A duration can be entered in minutes, hours, days, weeks, or months. However, durations (once entered) are always converted to days. For example, if a duration is entered as 4 hours, it will be be converted to 0.5 days in the task plan. You should try to use the same duration type (i.e. days) for all tasks in the same task plan.

A duration can be an estimated duration. When a duration is an estimated duration, a question mark (?) will appear alongside it in the task plan. For example, if a task play has a duration of 2 days?, that means that the duration is estimated at two days.

Durations are entered in two locations: from the Task Information dialog box or from the spreadsheet in the Gantt chart view. You can use abbreviations when manually entering durations in a task plan. Use a question mark (?) to indicate an estimated duration:

Duration Abbreviation
Minutes m, min, or mins. For example, 60m, 60min, or 60mins.
Hours h, hr, hrs, or hour. For example, 2h, 2hr, 2hrs, or 2 hour.
Days d, dy, or day. For example, 1d, 1dy, or 1day.
Weeks w, wk, or week. For example, 3w, 3wk, or 3week.
Months mo, mons, or month. For example, 2mo, 2mons, or 2month.

The amount of time to associate with a specific duration is relative. It can be based on previous experience with a similar task, based on the quality of the resource (or resources) that are assigned to the task, or it can be based on some other factor, such as an external estimate (for a contractor) or a fixed estimate (for a material resource).
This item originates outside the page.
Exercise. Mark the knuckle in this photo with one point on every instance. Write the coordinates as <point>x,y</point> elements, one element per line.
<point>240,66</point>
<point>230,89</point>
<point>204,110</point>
The important thing is to ensure that durations entered into a task plan are as accurate as possible. Any duration that is entered into a task plan should be flagged as an estimated duration until you are sure of the actual duration needed for that task in the task plan.

When you are creating the initial outline of a task plan, it can be helpful to assign each task a duration (preferably, an estimated duration), add dependencies (predecessors and successors), but not a constraint. Adding a constraint too early in the development of a task plan can make it more difficult to identify the basic schedule for the task plan. Once you have a good idea of the basic schedule in the task plan, you can then go in and fine-tune durations, dependencies, and add constraints (as needed).

As you progress with work on tasks you should update durations as more accurate information about those durations is available. When a duration in a task plan is updated, all calculations related to that duration are immediately updated.